Closed tarushbansal closed 8 months ago

tarushbansal commented 10 months ago

I couldn't find any mention of Quantisation Aware Training in the Keras 3 API documentation. Is it possible to convert the current Keras 3.0 models into quantisation-aware models with quantisation nodes added for TFLite conversion after training? If not, are there any plans to include this support in the future?

SuryanarayanaY commented 10 months ago

Hi @tarushbansal ,

Have you seen this mobilevit tutorial that converts keras3 model into TFlite ? Is it what you are looking for ?

github-actions[bot] commented 10 months ago

This issue is stale because it has been open for 14 days with no activity. It will be closed if no further activity occurs. Thank you.

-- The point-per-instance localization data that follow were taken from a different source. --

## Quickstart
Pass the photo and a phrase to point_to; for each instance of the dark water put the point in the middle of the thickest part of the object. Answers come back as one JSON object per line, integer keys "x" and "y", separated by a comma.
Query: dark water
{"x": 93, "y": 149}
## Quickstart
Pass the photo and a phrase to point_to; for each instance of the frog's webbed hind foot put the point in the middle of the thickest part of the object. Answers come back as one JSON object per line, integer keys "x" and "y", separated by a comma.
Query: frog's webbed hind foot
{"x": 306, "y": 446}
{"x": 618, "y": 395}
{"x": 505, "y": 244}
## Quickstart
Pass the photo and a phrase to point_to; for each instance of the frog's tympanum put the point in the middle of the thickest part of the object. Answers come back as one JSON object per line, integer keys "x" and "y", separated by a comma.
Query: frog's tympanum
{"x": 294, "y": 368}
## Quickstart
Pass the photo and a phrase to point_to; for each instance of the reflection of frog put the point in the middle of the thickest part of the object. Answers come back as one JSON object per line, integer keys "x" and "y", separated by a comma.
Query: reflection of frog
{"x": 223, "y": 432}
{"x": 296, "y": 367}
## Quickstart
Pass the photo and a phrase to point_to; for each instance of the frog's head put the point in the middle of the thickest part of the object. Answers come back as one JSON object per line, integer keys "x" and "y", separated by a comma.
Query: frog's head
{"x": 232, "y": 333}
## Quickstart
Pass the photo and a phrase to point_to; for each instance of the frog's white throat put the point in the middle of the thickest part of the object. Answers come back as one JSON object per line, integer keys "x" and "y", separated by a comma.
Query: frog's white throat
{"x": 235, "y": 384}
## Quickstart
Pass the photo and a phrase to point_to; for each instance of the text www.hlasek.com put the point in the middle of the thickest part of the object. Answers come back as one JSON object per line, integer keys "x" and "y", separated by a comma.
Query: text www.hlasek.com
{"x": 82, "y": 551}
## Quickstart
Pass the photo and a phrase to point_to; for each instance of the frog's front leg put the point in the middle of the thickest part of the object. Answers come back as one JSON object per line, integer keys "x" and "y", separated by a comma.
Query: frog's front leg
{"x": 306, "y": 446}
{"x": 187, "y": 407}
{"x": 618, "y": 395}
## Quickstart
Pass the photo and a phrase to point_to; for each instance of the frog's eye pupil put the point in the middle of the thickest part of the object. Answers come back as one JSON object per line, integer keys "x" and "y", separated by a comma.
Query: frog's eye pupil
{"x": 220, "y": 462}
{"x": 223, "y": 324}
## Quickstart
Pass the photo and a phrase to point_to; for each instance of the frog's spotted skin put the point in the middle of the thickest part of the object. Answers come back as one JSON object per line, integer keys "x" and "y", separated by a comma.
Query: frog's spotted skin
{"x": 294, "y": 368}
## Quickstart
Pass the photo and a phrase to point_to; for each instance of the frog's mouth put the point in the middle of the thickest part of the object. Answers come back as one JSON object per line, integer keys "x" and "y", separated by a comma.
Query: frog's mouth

tarushbansal commented 9 months ago

Hi @SuryanarayanaY, The mobilevit tutorial focuses on post-training quantisation instead. I am looking for a way to train the model in a quantisation aware setting just like previously supported by the TF Optimisation toolkit as in this example here.

SuryanarayanaY commented 8 months ago

Hi @tarushbansal ,

I am looking for a way to train the model in a quantisation aware setting just like previously supported by the TF Optimisation toolkit as in this example here.

The tutorial not working with Keras3. It seems Keras3 not yet supporting this feature. Escalating to Dev team for confirmation.

fchollet commented 8 months ago

This is not yet supported. However, Keras 3 will be adding its own QAT API in the near future.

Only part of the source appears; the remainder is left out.